‘Readability metrics are not worth the paper they’re not written on.’
This was a quote from Professor Geoffrey Pullum at the Society for Editors and Proofreaders (SfEP) annual conference in September 2017, and it’s the only thing Geoff Pullum has ever said that I disagree with.
In November 2016 I wrote a blog explaining the main readability metrics, Flesch Reading Ease, Flesch-Kincaid and the like, and making a case that there is value in these metrics for writers and editors. They’re not sufficient, they’re not even necessary, but they are useful – in context, and if their limitations are understood and accepted.
I put forward this opinion in a 5-minute lightning talk at the same SfEP conference where Geoff had earlier expressed his less complimentary view.
The rest of this blog outlines some of the thoughts behind my SfEP talk, and goes on to propose a new simplified metric (‘the Pix’) to use alongside Flesch-Kincaid. Pix is derived from three measures which are routinely used by Yoast SEO but are not in the Flesch family of metrics.
Flesch it out
First a quick reminder about the Flesch measures.
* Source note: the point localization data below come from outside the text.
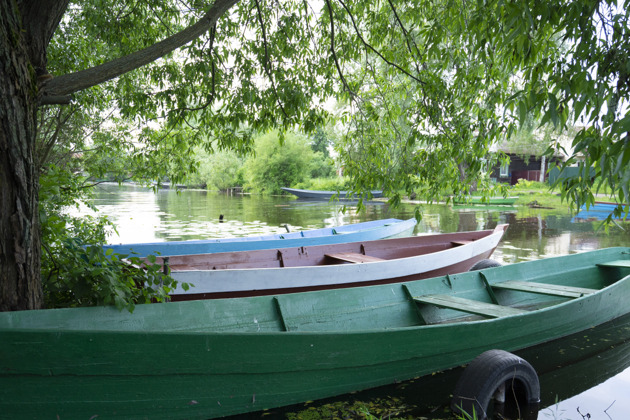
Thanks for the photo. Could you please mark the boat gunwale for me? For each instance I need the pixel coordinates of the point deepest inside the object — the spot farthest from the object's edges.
(552, 307)
(492, 233)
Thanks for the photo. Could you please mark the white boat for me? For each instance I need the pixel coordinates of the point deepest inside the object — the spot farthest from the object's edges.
(286, 270)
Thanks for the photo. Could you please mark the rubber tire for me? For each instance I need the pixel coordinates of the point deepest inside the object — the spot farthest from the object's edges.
(483, 376)
(483, 264)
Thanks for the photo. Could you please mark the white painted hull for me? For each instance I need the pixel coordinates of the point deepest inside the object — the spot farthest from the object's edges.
(342, 275)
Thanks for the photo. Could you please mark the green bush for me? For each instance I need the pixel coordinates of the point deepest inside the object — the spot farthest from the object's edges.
(75, 269)
(221, 170)
(277, 165)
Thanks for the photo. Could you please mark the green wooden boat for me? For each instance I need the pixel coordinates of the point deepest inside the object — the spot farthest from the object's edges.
(205, 359)
(491, 201)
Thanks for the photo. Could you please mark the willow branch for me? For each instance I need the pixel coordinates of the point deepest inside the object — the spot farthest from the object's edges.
(332, 50)
(266, 65)
(74, 82)
(374, 50)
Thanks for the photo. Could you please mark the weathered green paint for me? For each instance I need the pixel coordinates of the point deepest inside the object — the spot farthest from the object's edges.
(492, 201)
(204, 359)
(471, 306)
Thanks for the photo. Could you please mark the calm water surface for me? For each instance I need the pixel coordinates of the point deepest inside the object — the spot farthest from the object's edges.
(595, 375)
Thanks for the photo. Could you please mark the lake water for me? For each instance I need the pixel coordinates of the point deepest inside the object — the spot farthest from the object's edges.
(595, 375)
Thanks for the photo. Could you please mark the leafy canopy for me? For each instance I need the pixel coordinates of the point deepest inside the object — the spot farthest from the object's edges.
(425, 87)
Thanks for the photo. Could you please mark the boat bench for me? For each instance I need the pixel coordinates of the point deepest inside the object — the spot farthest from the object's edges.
(460, 243)
(544, 288)
(616, 264)
(467, 305)
(353, 257)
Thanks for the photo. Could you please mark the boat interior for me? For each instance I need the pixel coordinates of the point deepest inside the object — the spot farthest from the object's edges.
(348, 253)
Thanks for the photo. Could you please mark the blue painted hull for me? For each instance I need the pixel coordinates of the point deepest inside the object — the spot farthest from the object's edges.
(599, 211)
(326, 195)
(365, 231)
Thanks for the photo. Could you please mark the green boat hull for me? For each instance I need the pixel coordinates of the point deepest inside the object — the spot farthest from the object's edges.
(492, 201)
(205, 359)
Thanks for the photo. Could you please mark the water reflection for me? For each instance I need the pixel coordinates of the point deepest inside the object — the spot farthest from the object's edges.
(584, 360)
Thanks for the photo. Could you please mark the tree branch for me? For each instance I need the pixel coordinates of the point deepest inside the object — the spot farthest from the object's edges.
(266, 65)
(332, 50)
(74, 82)
(374, 50)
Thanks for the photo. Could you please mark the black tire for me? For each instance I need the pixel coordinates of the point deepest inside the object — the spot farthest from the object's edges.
(483, 264)
(487, 374)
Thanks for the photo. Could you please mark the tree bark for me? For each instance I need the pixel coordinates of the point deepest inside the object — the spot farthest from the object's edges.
(26, 28)
(20, 284)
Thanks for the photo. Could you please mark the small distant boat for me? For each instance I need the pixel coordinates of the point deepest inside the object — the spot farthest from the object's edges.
(327, 195)
(213, 358)
(365, 231)
(492, 201)
(600, 210)
(287, 270)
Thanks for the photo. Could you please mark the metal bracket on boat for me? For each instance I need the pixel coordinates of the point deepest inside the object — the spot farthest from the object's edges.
(488, 288)
(165, 267)
(280, 258)
(415, 305)
(276, 299)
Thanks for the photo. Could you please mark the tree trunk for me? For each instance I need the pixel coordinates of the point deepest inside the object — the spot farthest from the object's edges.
(20, 284)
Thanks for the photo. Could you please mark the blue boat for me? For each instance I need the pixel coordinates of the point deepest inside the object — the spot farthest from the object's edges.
(327, 195)
(365, 231)
(598, 211)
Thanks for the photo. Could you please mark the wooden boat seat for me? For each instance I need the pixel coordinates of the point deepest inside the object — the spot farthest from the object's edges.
(353, 257)
(544, 288)
(467, 305)
(616, 264)
(460, 243)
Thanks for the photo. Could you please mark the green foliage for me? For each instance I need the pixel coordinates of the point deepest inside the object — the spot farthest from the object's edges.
(381, 408)
(276, 165)
(423, 89)
(220, 170)
(76, 271)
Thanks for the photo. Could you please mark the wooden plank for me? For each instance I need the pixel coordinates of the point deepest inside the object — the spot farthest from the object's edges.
(616, 264)
(354, 257)
(460, 243)
(544, 288)
(468, 305)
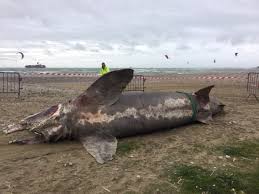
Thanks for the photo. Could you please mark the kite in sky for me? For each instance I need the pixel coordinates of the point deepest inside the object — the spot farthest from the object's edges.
(22, 55)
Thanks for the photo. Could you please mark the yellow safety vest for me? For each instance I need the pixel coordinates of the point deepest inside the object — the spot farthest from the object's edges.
(104, 71)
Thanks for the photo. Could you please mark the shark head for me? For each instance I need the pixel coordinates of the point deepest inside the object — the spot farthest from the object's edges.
(58, 121)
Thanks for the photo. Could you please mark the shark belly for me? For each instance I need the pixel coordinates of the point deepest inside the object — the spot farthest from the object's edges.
(139, 113)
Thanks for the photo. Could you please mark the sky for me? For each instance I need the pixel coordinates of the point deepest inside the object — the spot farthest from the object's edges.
(130, 33)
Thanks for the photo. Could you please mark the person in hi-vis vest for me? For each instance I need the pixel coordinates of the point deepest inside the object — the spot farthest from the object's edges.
(104, 69)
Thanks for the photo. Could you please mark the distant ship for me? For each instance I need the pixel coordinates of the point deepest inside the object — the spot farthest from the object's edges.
(35, 66)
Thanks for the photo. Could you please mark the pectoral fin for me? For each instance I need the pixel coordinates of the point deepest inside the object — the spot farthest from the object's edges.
(101, 146)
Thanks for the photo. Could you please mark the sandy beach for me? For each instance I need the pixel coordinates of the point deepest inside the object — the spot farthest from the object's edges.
(142, 162)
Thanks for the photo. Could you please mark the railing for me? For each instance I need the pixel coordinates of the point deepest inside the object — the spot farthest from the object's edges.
(253, 85)
(10, 82)
(136, 84)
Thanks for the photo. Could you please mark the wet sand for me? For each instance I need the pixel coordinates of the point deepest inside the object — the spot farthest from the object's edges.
(66, 167)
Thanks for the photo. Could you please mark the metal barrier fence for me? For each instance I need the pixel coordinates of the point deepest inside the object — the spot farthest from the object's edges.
(253, 85)
(136, 84)
(11, 82)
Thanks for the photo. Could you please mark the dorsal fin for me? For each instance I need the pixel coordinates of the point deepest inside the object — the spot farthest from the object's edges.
(203, 94)
(107, 89)
(204, 113)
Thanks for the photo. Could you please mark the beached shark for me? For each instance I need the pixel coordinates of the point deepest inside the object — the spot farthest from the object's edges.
(104, 112)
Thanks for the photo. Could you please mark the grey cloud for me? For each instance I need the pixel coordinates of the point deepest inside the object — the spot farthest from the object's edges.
(79, 46)
(67, 25)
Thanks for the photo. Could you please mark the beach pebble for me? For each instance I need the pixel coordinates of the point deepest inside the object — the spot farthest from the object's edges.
(68, 164)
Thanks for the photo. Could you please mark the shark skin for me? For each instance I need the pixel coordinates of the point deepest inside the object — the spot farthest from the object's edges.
(103, 113)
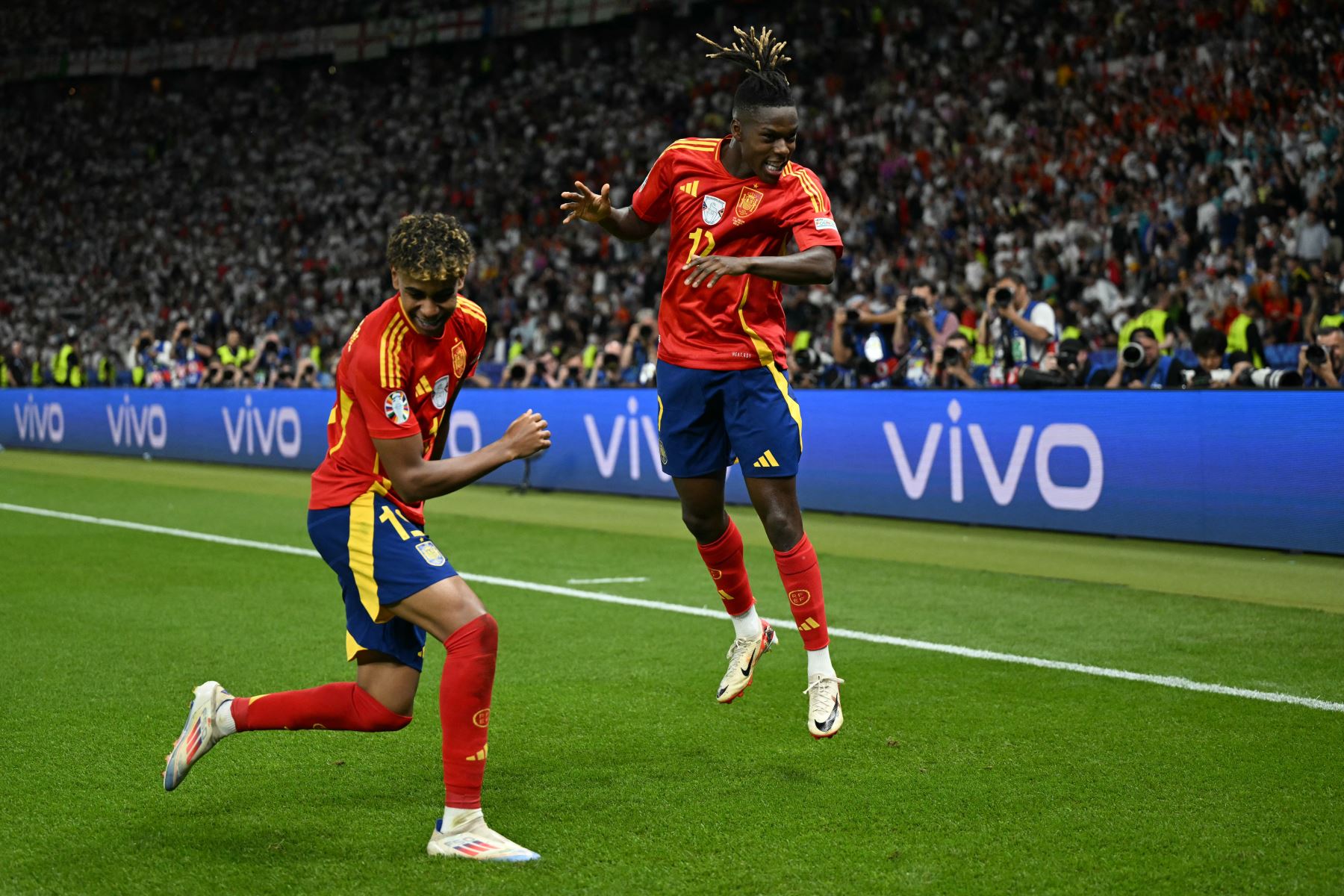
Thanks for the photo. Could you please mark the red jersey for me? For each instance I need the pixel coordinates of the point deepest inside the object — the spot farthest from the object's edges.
(738, 323)
(393, 382)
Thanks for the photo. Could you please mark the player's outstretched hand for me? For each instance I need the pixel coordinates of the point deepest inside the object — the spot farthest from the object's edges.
(714, 267)
(585, 205)
(527, 435)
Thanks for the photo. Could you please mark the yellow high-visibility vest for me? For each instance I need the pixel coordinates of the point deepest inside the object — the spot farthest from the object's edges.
(63, 373)
(1236, 340)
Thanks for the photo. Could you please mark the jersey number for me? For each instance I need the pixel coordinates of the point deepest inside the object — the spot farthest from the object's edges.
(695, 243)
(389, 514)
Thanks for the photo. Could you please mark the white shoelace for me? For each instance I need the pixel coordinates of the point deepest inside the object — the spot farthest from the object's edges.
(821, 697)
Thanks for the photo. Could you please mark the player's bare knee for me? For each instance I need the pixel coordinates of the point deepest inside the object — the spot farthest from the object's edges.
(783, 528)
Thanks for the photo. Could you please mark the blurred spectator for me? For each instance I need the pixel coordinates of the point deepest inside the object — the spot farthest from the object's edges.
(1120, 159)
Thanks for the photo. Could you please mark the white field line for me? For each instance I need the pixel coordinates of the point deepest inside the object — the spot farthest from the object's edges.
(631, 578)
(1167, 682)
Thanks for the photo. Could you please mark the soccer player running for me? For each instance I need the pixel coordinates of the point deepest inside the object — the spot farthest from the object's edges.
(724, 394)
(398, 378)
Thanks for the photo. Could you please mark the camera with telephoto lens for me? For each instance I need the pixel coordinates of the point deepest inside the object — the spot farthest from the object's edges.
(806, 359)
(1199, 378)
(1269, 378)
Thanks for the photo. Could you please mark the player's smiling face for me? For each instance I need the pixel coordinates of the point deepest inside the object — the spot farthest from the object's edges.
(428, 302)
(768, 137)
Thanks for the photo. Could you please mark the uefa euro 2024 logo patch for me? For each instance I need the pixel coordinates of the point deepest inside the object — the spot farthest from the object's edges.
(430, 553)
(396, 408)
(712, 210)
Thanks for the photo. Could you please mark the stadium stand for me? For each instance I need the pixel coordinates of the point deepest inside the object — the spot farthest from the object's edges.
(1122, 158)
Flesch Reading Ease (FRE) is an index of English readability derived from two inputs and scaled into an index (typical range 30-100). The index scores are accompanied by descriptive levels of readability. 30 is deemed very hard to read (postgraduate level). 100 is deemed easy to read by a 10 year old child. 60 equates approximately to plain English.
The two inputs are:
which are converted into an index using the following formula:
206.835 – 1.015 * (Words/Sentences) – 84.6 * (Syllables/Words).
Flesch-Kincaid (F-K) uses the same two inputs, but scaled in a different way to equate directly to a reading age, without the need for a translating description.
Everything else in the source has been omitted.